Out of memory at a long context

On 8GB the weights leave only ~2GB for the KV cache, so context is the first thing to blow up — especially because the <think> reasoning fills the cache with reasoning tokens too. If you OOM, lower -c (drop back toward -c 16384) and quantize the KV cache with -fa on -ctk q8_0 -ctv q8_0 (see Running). If you still can't get the context you need, the 8GB tier is the constraint — move to a 12GB card (RTX 3060 / 4070 / 5070). Do not try to reach for Q6_K/Q8_0 on 8GB to "fix" this; the higher quant leaves even less room for context. Blackwell's newer compute does not change this — the ceiling is the 8GB capacity, not throughput.

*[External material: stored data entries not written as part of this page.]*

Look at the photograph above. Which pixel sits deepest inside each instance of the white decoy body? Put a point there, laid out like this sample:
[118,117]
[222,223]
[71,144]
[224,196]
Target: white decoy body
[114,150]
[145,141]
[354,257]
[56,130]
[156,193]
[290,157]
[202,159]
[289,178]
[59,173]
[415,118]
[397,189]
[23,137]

torch / CUDA not needed — this is llama.cpp

Serving Ornith via llama.cpp or Ollama does not require PyTorch, flash-attn wheels, or a Python ML stack — those belong to the vLLM/SGLang/Transformers paths on the card, which target 80GB datacenter GPUs. On the RTX 5060 the GGUF + llama.cpp path is the right one; if you hit a CUDA error, confirm you installed a recent CUDA-enabled llama.cpp build (Option A) with Blackwell support rather than a CPU-only or pre-Blackwell binary.

Model or GPU 404 on /check

Ornith 1.0 9B is a new addition; if the /check link 404s, the catalogue row is still being registered. The recipe's install and run steps are independent of the benchmark endpoint.

common questions
How much VRAM does Ornith 1.0 9B need?

About 8 GB — the minimum this recipe targets.

Which GPUs is Ornith 1.0 9B tested on?

RTX 5060 (8 GB).

How hard is this setup?

Intermediate — follow the steps above.